La République démocratique du Congo ne doit plus se contenter d’être un simple fournisseur mondial de minerais. C’est le message lancé par la Fédération des Entreprises du Congo (FEC) à l’ouverture de la 21ᵉ édition de la DRC Mining Week, organisée à Lubumbashi.
Représentant le président national de la FEC, empêché, le premier vice-président Ambroise Tshiyoyo a estimé que le pays dispose aujourd’hui d’une opportunité historique grâce à ses immenses réserves de minerais stratégiques, devenus indispensables à la transition énergétique mondiale et aux nouvelles technologies.
« Nous avons la responsabilité collective de transformer cet avantage géologique exceptionnel en un véritable projet de développement national capable de faire de notre pays non seulement une puissance minière mondiale, mais également une puissance industrielle africaine de premier plan », a-t-il déclaré.
Selon la FEC, la RDC occupe désormais une place centrale dans les chaînes d’approvisionnement mondiales en minerais critiques. S’appuyant sur les statistiques de la Cellule technique de coordination et de planification minière (CTCPM), Ambroise Tshiyoyo a rappelé que le pays a produit près de 100 015 tonnes de cobalt en 2025, soit entre 73 % et 76 % de l’offre mondiale, ainsi que 3,48 millions de tonnes de cuivre, consolidant ainsi sa position parmi les principaux producteurs mondiaux.
Pour l’organisation patronale, cette richesse naturelle doit désormais servir de levier à une transformation plus profonde de l’économie nationale.
« Nous devons progressivement passer d’un modèle fondé sur l’exportation des minerais bruts à un modèle davantage orienté vers la transformation locale, la création de valeur ajoutée et le développement des chaînes industrielles intégrées », a soutenu Ambroise Tshiyoyo.

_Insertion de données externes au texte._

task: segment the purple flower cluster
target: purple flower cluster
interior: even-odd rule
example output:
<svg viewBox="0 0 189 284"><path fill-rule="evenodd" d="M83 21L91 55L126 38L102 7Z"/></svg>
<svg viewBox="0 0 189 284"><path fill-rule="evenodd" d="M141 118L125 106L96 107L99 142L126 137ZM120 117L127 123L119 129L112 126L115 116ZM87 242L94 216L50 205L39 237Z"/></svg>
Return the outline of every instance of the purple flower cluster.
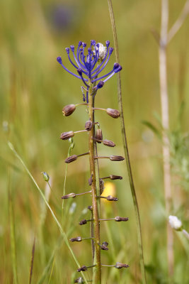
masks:
<svg viewBox="0 0 189 284"><path fill-rule="evenodd" d="M109 61L110 57L113 53L113 48L110 48L110 41L107 40L106 51L102 59L100 54L100 44L96 43L95 40L91 40L91 46L88 48L88 54L85 55L84 51L86 47L86 44L79 42L76 54L75 54L74 45L70 45L69 48L66 48L66 51L68 55L68 58L71 64L76 69L79 75L73 73L69 70L63 64L61 57L57 58L57 62L63 67L63 68L73 76L81 79L84 84L87 87L87 93L89 88L89 85L87 84L91 82L92 84L95 82L99 81L96 86L94 87L95 90L101 89L103 87L104 83L110 79L114 74L118 73L122 70L121 65L119 63L115 63L113 70L107 73L106 75L98 77L98 75L103 71ZM73 57L75 60L75 63L73 62L70 58L70 50L73 53ZM99 60L101 59L101 60ZM97 64L98 63L98 64ZM105 80L102 80L102 79ZM88 95L88 94L87 94ZM88 99L87 99L88 101Z"/></svg>

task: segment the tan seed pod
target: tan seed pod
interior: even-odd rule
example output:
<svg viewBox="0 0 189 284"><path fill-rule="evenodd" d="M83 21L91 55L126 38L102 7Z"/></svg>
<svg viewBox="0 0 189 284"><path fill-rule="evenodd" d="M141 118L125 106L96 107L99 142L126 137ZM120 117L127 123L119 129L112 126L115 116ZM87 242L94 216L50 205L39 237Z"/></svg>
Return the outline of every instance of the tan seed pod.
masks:
<svg viewBox="0 0 189 284"><path fill-rule="evenodd" d="M119 161L125 160L125 158L122 155L110 155L110 160Z"/></svg>
<svg viewBox="0 0 189 284"><path fill-rule="evenodd" d="M73 114L73 112L74 111L75 109L76 109L75 104L67 104L67 106L63 107L62 113L63 113L64 116L69 116L71 114Z"/></svg>
<svg viewBox="0 0 189 284"><path fill-rule="evenodd" d="M120 111L113 109L106 109L106 113L113 119L118 119L120 115Z"/></svg>
<svg viewBox="0 0 189 284"><path fill-rule="evenodd" d="M122 177L121 177L120 175L110 175L110 180L122 180Z"/></svg>
<svg viewBox="0 0 189 284"><path fill-rule="evenodd" d="M102 129L98 129L96 133L96 138L98 140L103 140L103 131ZM97 141L98 143L101 143L100 141Z"/></svg>
<svg viewBox="0 0 189 284"><path fill-rule="evenodd" d="M60 139L62 140L68 140L71 137L74 137L74 131L69 131L69 132L63 132L60 134Z"/></svg>
<svg viewBox="0 0 189 284"><path fill-rule="evenodd" d="M85 129L86 130L89 131L90 130L92 129L92 127L93 127L93 123L92 123L92 121L91 121L91 120L88 120L87 121L86 121L86 124L85 124Z"/></svg>
<svg viewBox="0 0 189 284"><path fill-rule="evenodd" d="M111 141L110 140L103 140L103 145L108 146L108 147L115 147L115 143Z"/></svg>

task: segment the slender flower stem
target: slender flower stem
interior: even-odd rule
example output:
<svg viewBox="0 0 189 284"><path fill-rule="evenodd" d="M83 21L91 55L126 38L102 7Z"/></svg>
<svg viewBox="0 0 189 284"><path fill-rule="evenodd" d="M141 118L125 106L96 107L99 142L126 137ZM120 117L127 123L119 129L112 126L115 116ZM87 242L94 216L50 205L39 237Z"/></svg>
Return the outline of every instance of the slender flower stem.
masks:
<svg viewBox="0 0 189 284"><path fill-rule="evenodd" d="M89 119L92 123L94 123L94 115L93 115L93 99L91 96L93 92L93 84L89 83L90 87L88 89L88 116ZM98 244L101 243L100 240L100 225L99 218L98 212L98 202L96 200L96 166L94 159L94 151L95 141L93 140L94 136L94 125L91 131L88 131L88 150L89 150L89 163L91 169L91 175L93 176L92 185L91 185L91 195L92 195L92 206L93 206L93 215L94 219L94 246L95 246L95 259L94 263L96 263L96 267L93 271L95 275L93 275L93 283L101 284L101 248Z"/></svg>
<svg viewBox="0 0 189 284"><path fill-rule="evenodd" d="M109 12L110 12L110 21L111 21L112 29L113 29L113 33L114 45L115 45L115 58L116 58L116 62L118 63L119 63L120 59L119 59L118 43L117 31L116 31L116 28L115 28L115 18L114 18L112 0L108 0L108 6L109 6ZM123 109L122 109L120 73L118 72L117 76L118 76L118 104L119 104L119 111L120 113L120 121L121 121L121 129L122 129L122 141L123 141L123 147L124 147L124 152L125 152L125 158L126 158L125 160L126 160L126 163L127 163L130 189L131 189L131 192L132 192L132 200L133 200L133 203L134 203L136 220L137 220L138 248L139 248L139 257L140 257L140 267L141 267L141 272L142 272L142 283L146 284L147 279L146 279L144 261L144 255L143 255L140 216L139 216L139 210L137 195L136 195L136 192L135 192L134 180L133 180L133 178L132 178L132 168L131 168L131 164L130 164L128 145L127 145L126 131L125 131L125 127Z"/></svg>
<svg viewBox="0 0 189 284"><path fill-rule="evenodd" d="M167 87L166 47L168 41L168 0L161 0L161 35L159 48L159 85L163 131L164 182L166 211L171 213L172 204L169 140L168 97ZM173 273L173 232L168 223L166 224L168 269L170 277Z"/></svg>

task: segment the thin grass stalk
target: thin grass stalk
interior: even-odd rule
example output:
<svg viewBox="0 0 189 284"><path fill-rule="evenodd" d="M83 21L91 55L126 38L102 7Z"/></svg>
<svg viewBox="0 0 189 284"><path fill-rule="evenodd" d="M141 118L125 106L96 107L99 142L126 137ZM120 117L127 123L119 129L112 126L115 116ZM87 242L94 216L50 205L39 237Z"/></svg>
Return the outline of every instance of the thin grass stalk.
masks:
<svg viewBox="0 0 189 284"><path fill-rule="evenodd" d="M170 145L168 137L169 129L169 114L168 114L168 96L167 87L167 63L166 63L166 47L168 36L168 0L161 1L161 34L159 48L159 85L160 98L161 108L161 120L163 126L163 166L164 166L164 198L166 204L166 212L167 216L171 213L172 204L171 166L170 166ZM173 274L173 233L168 222L166 222L166 250L168 258L168 275L172 277Z"/></svg>
<svg viewBox="0 0 189 284"><path fill-rule="evenodd" d="M44 195L44 194L42 193L42 190L41 190L41 189L40 189L40 187L38 186L38 183L36 182L36 181L35 181L35 180L34 179L33 176L32 175L32 174L31 174L30 172L29 171L28 168L27 166L25 165L25 163L23 162L23 160L22 160L21 157L21 156L18 154L18 153L16 151L16 150L15 150L15 148L14 148L13 144L12 144L11 142L9 142L9 141L8 141L7 143L8 143L8 147L10 148L10 149L11 149L11 150L12 151L12 152L14 153L15 156L20 160L20 162L21 162L21 164L23 165L23 166L24 169L25 170L26 173L28 173L28 175L29 175L29 177L30 177L30 178L31 178L31 180L33 180L33 183L35 184L35 187L37 187L38 192L40 192L40 194L42 198L43 199L43 200L45 201L46 205L47 205L47 207L49 208L49 209L50 209L50 212L51 212L51 214L52 214L52 217L53 217L54 220L55 221L55 222L57 223L57 226L58 226L58 227L59 227L60 234L61 234L61 235L62 236L62 237L63 237L63 239L64 239L64 241L65 241L66 245L67 246L68 248L69 249L69 251L71 252L71 256L73 256L73 258L74 258L74 261L75 261L75 262L76 262L76 263L78 268L79 268L81 266L80 266L80 264L79 264L79 261L78 261L78 260L77 260L76 256L74 255L74 251L72 251L72 249L71 249L71 246L70 246L70 245L69 245L69 241L68 241L68 239L67 239L67 237L66 233L65 233L64 231L63 230L63 229L62 229L62 226L61 226L61 224L59 223L59 222L58 221L57 218L56 217L56 216L55 216L55 214L53 210L52 209L51 207L50 206L49 203L47 202L47 200L46 200L46 198L45 198L45 195ZM83 273L82 271L81 271L81 275L82 275L82 276L83 276L83 278L84 278L84 280L85 280L86 283L87 283L87 280L86 280L86 277L85 277L84 273Z"/></svg>
<svg viewBox="0 0 189 284"><path fill-rule="evenodd" d="M31 284L31 280L32 280L35 247L35 238L34 238L33 247L32 247L32 256L31 256L31 262L30 262L30 268L29 284Z"/></svg>
<svg viewBox="0 0 189 284"><path fill-rule="evenodd" d="M14 226L14 217L13 202L10 191L10 169L8 168L8 209L9 209L9 219L10 219L10 231L11 231L11 258L12 266L13 271L13 280L15 284L18 284L18 271L17 271L17 261L16 261L16 238L15 238L15 226Z"/></svg>
<svg viewBox="0 0 189 284"><path fill-rule="evenodd" d="M93 110L93 84L90 83L88 89L88 116L91 121L93 124L94 121L94 110ZM92 196L92 207L93 207L93 234L94 234L94 246L95 246L95 258L94 263L96 264L95 269L93 269L93 283L95 284L101 283L101 248L98 244L101 243L100 240L100 222L98 217L98 201L96 196L98 192L96 192L96 174L94 154L96 148L94 146L95 141L93 139L95 133L95 126L93 124L92 129L88 131L88 150L89 150L89 163L91 169L91 175L93 176L93 182L91 185L91 196ZM98 181L97 181L98 182ZM99 183L99 182L98 182Z"/></svg>
<svg viewBox="0 0 189 284"><path fill-rule="evenodd" d="M113 34L113 40L115 45L115 53L116 62L120 63L119 58L119 50L118 50L118 42L117 37L117 31L115 27L115 22L113 13L113 9L112 4L112 0L108 0L108 7L109 7L109 13L112 25L112 30ZM119 105L119 111L120 113L120 121L121 121L121 131L123 141L123 148L125 155L125 161L127 164L127 173L129 175L130 185L132 196L132 200L134 207L136 220L137 220L137 240L138 240L138 248L139 252L139 259L140 259L140 268L142 272L142 283L147 283L145 268L144 268L144 253L143 253L143 246L142 246L142 229L141 229L141 222L140 222L140 216L139 216L139 210L137 202L137 194L135 192L135 187L132 177L131 164L130 164L130 153L128 149L128 144L127 141L126 131L125 127L125 121L124 121L124 116L123 116L123 108L122 108L122 88L121 88L121 76L120 72L118 72L118 105Z"/></svg>

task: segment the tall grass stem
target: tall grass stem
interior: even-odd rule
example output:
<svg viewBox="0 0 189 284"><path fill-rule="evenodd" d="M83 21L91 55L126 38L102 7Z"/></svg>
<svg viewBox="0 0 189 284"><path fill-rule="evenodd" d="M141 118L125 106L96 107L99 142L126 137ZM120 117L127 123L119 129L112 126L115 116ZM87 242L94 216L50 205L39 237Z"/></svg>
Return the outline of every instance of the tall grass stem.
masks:
<svg viewBox="0 0 189 284"><path fill-rule="evenodd" d="M115 58L116 62L120 63L119 58L119 50L118 50L118 36L117 31L115 27L115 22L114 18L114 13L112 4L112 0L108 0L108 7L109 7L109 13L110 16L112 30L113 34L113 40L114 40L114 45L115 45ZM122 87L121 87L121 76L120 72L118 72L118 105L119 105L119 111L120 112L120 121L121 121L121 131L123 141L123 147L124 152L125 155L125 161L127 163L127 173L129 175L130 185L132 196L133 204L134 207L134 212L136 215L137 220L137 240L138 240L138 248L139 252L139 258L140 258L140 268L142 272L142 283L147 283L145 268L144 268L144 254L143 254L143 246L142 246L142 229L141 229L141 222L140 222L140 216L139 216L139 210L137 202L137 194L135 192L135 187L134 184L134 180L132 178L132 173L130 164L130 153L126 136L126 131L125 127L125 121L124 121L124 116L123 116L123 108L122 108Z"/></svg>

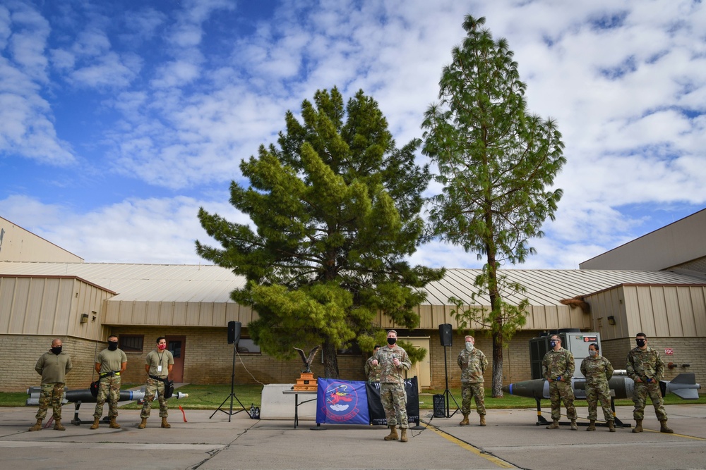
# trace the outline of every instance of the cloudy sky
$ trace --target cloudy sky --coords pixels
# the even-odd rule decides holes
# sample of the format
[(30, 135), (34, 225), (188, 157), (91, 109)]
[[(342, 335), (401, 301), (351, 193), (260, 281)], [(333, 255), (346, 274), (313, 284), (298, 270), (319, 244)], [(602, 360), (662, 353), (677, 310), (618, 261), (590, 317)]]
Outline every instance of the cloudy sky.
[[(467, 14), (566, 144), (520, 267), (577, 268), (706, 206), (700, 0), (3, 0), (0, 216), (88, 262), (203, 262), (198, 207), (246, 221), (239, 162), (316, 89), (363, 89), (398, 147), (421, 137)], [(481, 265), (445, 245), (412, 261)]]

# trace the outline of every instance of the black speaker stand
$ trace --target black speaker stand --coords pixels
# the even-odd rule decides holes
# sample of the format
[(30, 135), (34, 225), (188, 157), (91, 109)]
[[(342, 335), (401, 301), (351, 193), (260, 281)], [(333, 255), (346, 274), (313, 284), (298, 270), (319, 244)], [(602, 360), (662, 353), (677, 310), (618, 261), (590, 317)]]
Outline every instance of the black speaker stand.
[[(450, 418), (451, 416), (453, 416), (454, 414), (456, 414), (456, 412), (460, 410), (460, 408), (458, 407), (458, 403), (456, 402), (456, 399), (453, 397), (453, 395), (451, 394), (451, 392), (448, 390), (448, 361), (446, 360), (446, 347), (448, 347), (447, 346), (443, 347), (443, 369), (444, 369), (444, 375), (445, 375), (446, 376), (446, 388), (443, 391), (443, 395), (446, 400), (446, 417)], [(453, 410), (453, 413), (452, 413), (451, 414), (449, 414), (449, 400), (448, 400), (449, 397), (451, 397), (451, 400), (453, 400), (454, 404), (456, 405), (456, 409)]]
[[(224, 413), (225, 413), (226, 414), (227, 414), (228, 415), (228, 422), (229, 423), (230, 422), (230, 417), (232, 416), (233, 416), (234, 414), (238, 414), (238, 413), (239, 413), (241, 412), (247, 412), (247, 411), (248, 411), (248, 410), (246, 410), (245, 409), (245, 407), (243, 406), (243, 404), (240, 403), (240, 400), (238, 400), (238, 397), (235, 395), (235, 393), (234, 392), (234, 388), (235, 388), (235, 353), (236, 353), (236, 350), (237, 350), (237, 347), (238, 347), (238, 343), (237, 342), (233, 342), (233, 372), (232, 372), (232, 373), (230, 376), (230, 395), (228, 395), (227, 397), (226, 397), (225, 400), (223, 400), (223, 402), (221, 403), (220, 405), (216, 409), (216, 411), (213, 412), (213, 414), (215, 414), (216, 412), (223, 412)], [(225, 404), (225, 402), (228, 401), (229, 398), (230, 398), (230, 411), (226, 411), (225, 409), (222, 409), (221, 407), (222, 407)], [(234, 398), (236, 400), (236, 401), (238, 402), (238, 403), (240, 403), (240, 407), (242, 408), (242, 409), (239, 409), (238, 411), (234, 412), (233, 412), (233, 399)], [(212, 414), (211, 416), (208, 416), (208, 419), (210, 419), (211, 418), (213, 418), (213, 414)]]

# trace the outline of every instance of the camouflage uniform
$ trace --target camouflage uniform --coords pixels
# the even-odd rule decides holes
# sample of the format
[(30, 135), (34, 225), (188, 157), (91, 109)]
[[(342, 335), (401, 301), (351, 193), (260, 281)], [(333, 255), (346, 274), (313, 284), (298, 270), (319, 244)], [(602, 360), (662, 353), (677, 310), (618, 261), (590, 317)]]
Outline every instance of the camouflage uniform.
[(128, 361), (128, 357), (122, 350), (111, 351), (104, 349), (98, 353), (95, 361), (100, 364), (100, 383), (93, 417), (100, 419), (103, 414), (103, 404), (107, 399), (108, 417), (114, 419), (118, 416), (118, 400), (120, 399), (120, 369), (123, 362)]
[[(573, 404), (573, 390), (571, 389), (571, 378), (574, 369), (573, 354), (563, 347), (558, 351), (550, 350), (542, 361), (542, 373), (549, 383), (549, 401), (551, 402), (551, 419), (558, 421), (561, 417), (561, 402), (566, 407), (566, 417), (572, 421), (576, 420), (576, 407)], [(556, 380), (561, 377), (566, 382)]]
[(51, 404), (52, 417), (54, 421), (61, 421), (64, 386), (66, 375), (71, 367), (71, 358), (63, 351), (58, 354), (47, 352), (40, 357), (35, 364), (35, 370), (42, 376), (42, 395), (40, 396), (40, 409), (35, 418), (44, 421), (47, 417), (47, 409)]
[[(628, 353), (625, 368), (628, 376), (635, 381), (635, 390), (633, 392), (635, 409), (633, 410), (633, 418), (635, 421), (644, 419), (645, 405), (649, 395), (657, 419), (660, 421), (666, 421), (666, 412), (664, 411), (662, 392), (659, 390), (659, 381), (664, 377), (664, 363), (662, 362), (659, 353), (649, 346), (644, 351), (635, 347)], [(638, 382), (638, 378), (642, 381)], [(650, 383), (647, 383), (648, 378), (652, 379)]]
[(377, 366), (373, 366), (370, 364), (374, 359), (375, 356), (371, 356), (368, 358), (368, 360), (365, 361), (365, 376), (368, 378), (369, 382), (380, 381), (380, 364), (378, 364)]
[(471, 398), (475, 397), (476, 411), (485, 416), (485, 390), (483, 373), (488, 366), (488, 359), (483, 352), (474, 347), (470, 352), (464, 348), (456, 361), (461, 368), (461, 412), (464, 416), (471, 412)]
[(611, 389), (608, 381), (613, 376), (613, 366), (603, 356), (589, 356), (581, 362), (581, 373), (586, 378), (586, 401), (588, 402), (588, 419), (598, 419), (597, 404), (601, 402), (603, 416), (606, 421), (613, 419), (611, 409)]
[[(400, 359), (400, 366), (393, 363), (394, 358)], [(380, 401), (385, 409), (385, 417), (388, 426), (397, 424), (400, 416), (400, 427), (409, 427), (407, 420), (407, 391), (405, 390), (403, 370), (409, 370), (412, 363), (407, 355), (407, 351), (395, 345), (392, 347), (383, 346), (373, 356), (380, 366)]]
[[(149, 377), (145, 386), (145, 403), (142, 406), (140, 418), (149, 418), (152, 411), (152, 402), (155, 401), (155, 394), (157, 393), (160, 400), (160, 417), (167, 418), (169, 416), (169, 407), (167, 399), (164, 398), (164, 382), (160, 378), (166, 379), (169, 377), (169, 366), (174, 364), (174, 358), (170, 351), (164, 350), (160, 352), (152, 350), (147, 355), (145, 364), (150, 366)], [(161, 371), (157, 369), (162, 366)], [(155, 378), (155, 377), (160, 378)]]

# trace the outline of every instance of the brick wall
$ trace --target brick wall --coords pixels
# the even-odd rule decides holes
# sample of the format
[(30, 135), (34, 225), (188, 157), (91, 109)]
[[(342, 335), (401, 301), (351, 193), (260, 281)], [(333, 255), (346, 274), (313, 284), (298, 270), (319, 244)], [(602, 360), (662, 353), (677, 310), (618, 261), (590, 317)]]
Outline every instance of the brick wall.
[[(115, 335), (144, 335), (141, 353), (127, 353), (128, 368), (123, 382), (145, 381), (145, 359), (154, 348), (158, 336), (185, 336), (184, 381), (189, 383), (230, 383), (233, 367), (233, 345), (227, 342), (227, 328), (144, 328), (116, 327)], [(363, 367), (367, 357), (339, 356), (338, 369), (346, 380), (365, 380)], [(235, 383), (294, 383), (303, 365), (297, 354), (290, 361), (280, 361), (264, 354), (239, 354), (235, 359)], [(323, 375), (321, 352), (311, 366), (314, 376)]]
[[(145, 381), (145, 358), (152, 350), (157, 336), (186, 336), (184, 345), (184, 381), (191, 383), (230, 383), (233, 347), (227, 341), (226, 328), (114, 328), (114, 334), (145, 335), (144, 350), (141, 353), (128, 353), (128, 369), (123, 375), (124, 383), (142, 383)], [(417, 332), (419, 333), (419, 332)], [(429, 359), (431, 368), (431, 385), (444, 388), (444, 347), (441, 345), (438, 330), (424, 331), (429, 335)], [(530, 371), (529, 340), (537, 336), (537, 331), (522, 331), (513, 338), (503, 350), (503, 383), (507, 385), (531, 378)], [(400, 336), (412, 335), (400, 331)], [(447, 347), (446, 357), (449, 387), (460, 385), (460, 370), (456, 358), (463, 347), (465, 335), (454, 332), (453, 346)], [(40, 376), (35, 372), (35, 363), (39, 357), (51, 347), (53, 338), (37, 335), (0, 335), (0, 391), (23, 391), (28, 387), (39, 385)], [(93, 373), (95, 351), (105, 347), (104, 342), (75, 338), (61, 338), (64, 350), (71, 355), (73, 369), (67, 376), (67, 385), (71, 388), (88, 386)], [(602, 354), (616, 369), (625, 368), (625, 357), (634, 347), (632, 338), (604, 341)], [(650, 345), (657, 348), (665, 363), (674, 362), (678, 366), (667, 369), (665, 378), (674, 378), (681, 372), (696, 374), (697, 382), (706, 383), (706, 338), (650, 338)], [(491, 338), (484, 333), (476, 335), (476, 347), (488, 358), (489, 369), (485, 374), (485, 386), (492, 383), (493, 347)], [(666, 356), (664, 348), (673, 348), (674, 354)], [(340, 376), (346, 380), (365, 380), (363, 367), (367, 354), (340, 356), (338, 366)], [(689, 364), (688, 368), (681, 367)], [(297, 356), (291, 361), (279, 361), (265, 354), (240, 354), (236, 357), (235, 383), (237, 384), (294, 383), (299, 377), (301, 361)], [(323, 366), (321, 352), (312, 366), (315, 376), (323, 375)], [(706, 392), (706, 387), (701, 393)]]

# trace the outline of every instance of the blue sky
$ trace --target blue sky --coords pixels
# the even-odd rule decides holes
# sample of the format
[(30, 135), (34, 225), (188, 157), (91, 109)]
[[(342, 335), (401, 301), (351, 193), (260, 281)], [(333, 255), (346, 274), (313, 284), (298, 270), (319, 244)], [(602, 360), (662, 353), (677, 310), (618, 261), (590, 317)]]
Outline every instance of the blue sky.
[[(203, 262), (198, 207), (246, 222), (240, 161), (316, 89), (363, 89), (398, 146), (421, 137), (466, 14), (566, 144), (556, 220), (518, 267), (577, 268), (706, 206), (701, 1), (3, 0), (0, 216), (89, 262)], [(443, 244), (412, 261), (481, 266)]]

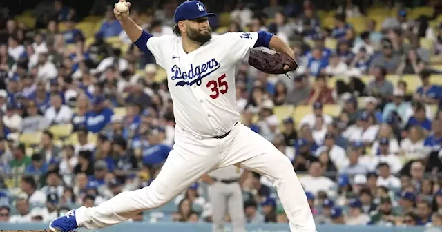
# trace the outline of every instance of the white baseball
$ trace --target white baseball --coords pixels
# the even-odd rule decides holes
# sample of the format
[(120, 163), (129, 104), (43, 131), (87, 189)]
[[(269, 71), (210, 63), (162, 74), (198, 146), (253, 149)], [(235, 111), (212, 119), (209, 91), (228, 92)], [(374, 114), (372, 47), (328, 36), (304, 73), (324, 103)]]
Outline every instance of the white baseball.
[(124, 1), (120, 1), (117, 3), (117, 5), (115, 6), (115, 8), (119, 12), (125, 12), (128, 11), (128, 10), (129, 10), (129, 8), (128, 8), (127, 6), (126, 6), (126, 3)]

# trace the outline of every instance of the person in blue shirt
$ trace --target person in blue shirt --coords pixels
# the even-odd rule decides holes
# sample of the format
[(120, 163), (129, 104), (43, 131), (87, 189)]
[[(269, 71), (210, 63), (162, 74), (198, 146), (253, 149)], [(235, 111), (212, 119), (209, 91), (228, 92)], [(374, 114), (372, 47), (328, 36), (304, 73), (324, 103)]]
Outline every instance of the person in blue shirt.
[(143, 148), (143, 164), (153, 166), (162, 164), (167, 159), (171, 148), (161, 143), (160, 131), (157, 128), (151, 129), (146, 135), (149, 146)]
[(345, 37), (347, 29), (352, 27), (349, 23), (345, 23), (345, 14), (336, 14), (334, 17), (335, 27), (332, 31), (332, 37), (336, 39), (341, 39)]
[[(328, 60), (329, 57), (333, 53), (333, 51), (325, 47), (325, 37), (322, 33), (318, 33), (312, 37), (314, 42), (314, 48), (319, 48), (323, 51), (323, 57)], [(312, 56), (312, 50), (309, 50), (305, 54), (307, 59), (310, 59)]]
[(442, 86), (430, 83), (430, 72), (425, 70), (419, 73), (422, 86), (418, 88), (413, 99), (415, 102), (439, 104), (442, 99)]
[(98, 30), (99, 32), (103, 33), (104, 39), (119, 36), (123, 30), (123, 28), (113, 14), (113, 6), (108, 7), (104, 21)]
[(318, 76), (329, 64), (329, 61), (323, 55), (320, 48), (315, 48), (311, 51), (311, 57), (307, 63), (308, 72), (314, 76)]
[(104, 106), (106, 98), (95, 96), (92, 100), (93, 110), (86, 114), (86, 126), (88, 131), (98, 133), (110, 122), (113, 111)]
[(100, 186), (104, 184), (104, 176), (108, 173), (108, 165), (104, 160), (97, 160), (94, 163), (94, 175), (88, 177), (88, 184)]
[(32, 163), (26, 167), (26, 173), (29, 174), (44, 174), (48, 171), (48, 164), (44, 162), (43, 155), (35, 153), (31, 157)]
[(75, 19), (70, 18), (66, 21), (66, 30), (63, 32), (63, 37), (66, 44), (75, 44), (77, 40), (84, 38), (83, 32), (75, 28)]
[(432, 133), (423, 142), (423, 145), (431, 148), (432, 152), (442, 149), (442, 122), (441, 119), (432, 122)]
[(431, 130), (431, 121), (425, 117), (425, 108), (421, 104), (417, 104), (414, 109), (414, 115), (408, 119), (405, 126), (405, 130), (410, 126), (419, 126), (427, 131)]
[(354, 57), (354, 54), (350, 50), (349, 42), (347, 41), (340, 41), (338, 43), (336, 54), (340, 60), (347, 64), (349, 64)]

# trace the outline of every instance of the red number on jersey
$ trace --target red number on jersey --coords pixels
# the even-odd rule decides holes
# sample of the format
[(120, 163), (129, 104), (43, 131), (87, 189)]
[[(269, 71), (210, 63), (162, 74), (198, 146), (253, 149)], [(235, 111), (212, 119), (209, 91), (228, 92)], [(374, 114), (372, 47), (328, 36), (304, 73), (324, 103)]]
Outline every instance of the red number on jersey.
[(213, 92), (210, 97), (217, 99), (220, 97), (220, 93), (222, 94), (227, 93), (229, 85), (227, 85), (227, 81), (224, 80), (225, 78), (226, 75), (223, 74), (221, 77), (218, 77), (218, 82), (213, 80), (207, 82), (206, 86), (210, 88), (210, 90)]

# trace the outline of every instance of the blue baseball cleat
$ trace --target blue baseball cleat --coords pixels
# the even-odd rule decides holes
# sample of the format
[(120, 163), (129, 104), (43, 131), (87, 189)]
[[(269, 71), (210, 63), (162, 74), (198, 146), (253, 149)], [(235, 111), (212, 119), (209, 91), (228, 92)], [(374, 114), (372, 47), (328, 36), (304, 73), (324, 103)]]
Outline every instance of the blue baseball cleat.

La FEC estime que l’avenir du secteur minier congolais passe par le développement d’industries de transformation capables de produire localement des produits à plus forte valeur ajoutée, notamment dans les filières du raffinage, des matériaux destinés aux batteries et d’autres industries liées aux minerais stratégiques.
Outre la production minière, l’organisation patronale souhaite voir émerger un tissu d’entreprises congolaises davantage intégré à la chaîne de valeur du secteur. Selon elle, la performance minière ne doit plus être évaluée uniquement à travers les volumes extraits, mais aussi à travers les emplois créés, les compétences développées et les retombées économiques générées au profit des populations.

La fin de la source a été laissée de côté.